PART 2
His Bathurst 1000 appearance ranks atop the top of unexpected outings, just as his call-up to drive for Jaguar, on its IMSA swansong in 1993 at the 24 Hours of Daytona, jumps out as one of Andretti’s finer and sneakier appearances.
Go back to his earliest days in the sport, and it’s all but impossible to draw a line from where he started to where he finished. John’s formative stages had little to do with sports cars and Indy car; he took a page from his father and uncle, rather than his cousin, and built his foundation in short track racing. From the Midwest to the Northeast to the west coast, Andretti popped up in the early 1980s as a sprint and midget driver. USAC and a mix of regional circle-track championships were his home. And his exploits on dirt weren’t reserved for the U.S.; Andretti’s talents were on display in Australia’s hardcore short-oval scene well before he raced at Bathurst.

There’s no shortage of Hall of Famers among the list of people that Andretti drove for during his career. Image by LAT
The Easter egg routine took root during John’s roundy-round era as an SCCA Super Vee race pops up – akin to today’s Indy Pro 2000 cars – and then there was an IMSA race or two in the second-tier GTP Lights class with an unheralded team. The old and oft-forgotten 1980s SCCA Can-Am series – a shell of its former self – also bears Andretti’s name at the even more forgotten Green Valley Raceway in Texas.

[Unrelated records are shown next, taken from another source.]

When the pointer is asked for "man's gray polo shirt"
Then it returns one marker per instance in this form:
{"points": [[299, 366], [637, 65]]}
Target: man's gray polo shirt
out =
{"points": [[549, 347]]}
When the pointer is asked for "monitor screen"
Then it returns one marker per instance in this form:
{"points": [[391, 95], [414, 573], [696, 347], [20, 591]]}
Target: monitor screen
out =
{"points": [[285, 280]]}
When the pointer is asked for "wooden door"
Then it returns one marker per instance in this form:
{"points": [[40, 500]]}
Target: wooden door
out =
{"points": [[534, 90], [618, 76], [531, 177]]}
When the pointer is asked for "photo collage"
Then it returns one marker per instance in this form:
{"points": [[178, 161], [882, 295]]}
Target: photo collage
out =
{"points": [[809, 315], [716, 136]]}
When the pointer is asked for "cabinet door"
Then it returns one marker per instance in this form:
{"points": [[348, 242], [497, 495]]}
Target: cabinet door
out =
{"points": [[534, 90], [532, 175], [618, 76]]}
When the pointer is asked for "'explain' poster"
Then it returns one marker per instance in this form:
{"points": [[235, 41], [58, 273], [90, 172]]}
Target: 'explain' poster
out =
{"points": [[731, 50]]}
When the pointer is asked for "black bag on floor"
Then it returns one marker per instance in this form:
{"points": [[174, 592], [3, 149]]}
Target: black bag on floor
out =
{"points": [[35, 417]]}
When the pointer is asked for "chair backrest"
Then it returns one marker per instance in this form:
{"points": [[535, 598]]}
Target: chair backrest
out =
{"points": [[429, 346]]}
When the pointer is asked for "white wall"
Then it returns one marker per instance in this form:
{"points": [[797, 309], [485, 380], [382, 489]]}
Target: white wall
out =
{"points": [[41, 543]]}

Returning to the John Andretti classics, 1987 stands out as another prime example of why he was beloved by so many people. BMW North America axed its glorious 1986 IMSA GTP program after a single season, despite John and Davy Jones taking a late and energizing win at the 500km Watkins Glen race. Without any serious offers coming his way, he made a bold decision to accept the only thing BMW had to give: a ride in a mostly stock M3 street car in IMSA’s production-based Firestone Firehawk series.
For the sake of comparison, it was like losing a full-time IndyCar ride and choosing to continue with the same manufacturer in go karts.
There was almost nothing lower on the pro-racing ladder for John to take, and yet, thanks to that unquenchable passion for driving, he signed up and had an almighty blast banging fenders and playing in a new form of racing. It’s such an obscure entry, you won’t readily find those Firehawk drives on his resume.
In the ultimate Easter egg season, we can’t forget 1993, so let John uncork just some of the things he raced and accomplished.
“Well that was a unique year, because basically, I was driving everything from go-karts to the Indy 500, to Daytona with the [NHRA] drag team, to the Indianapolis 500 with AJ [Foyt], to the Top Fuel car, to running my first NASCAR race, and who knows what else in between, but… oh yeah, I [also] set a land speed record on Bonneville Salt Flats,” he told me a few years ago.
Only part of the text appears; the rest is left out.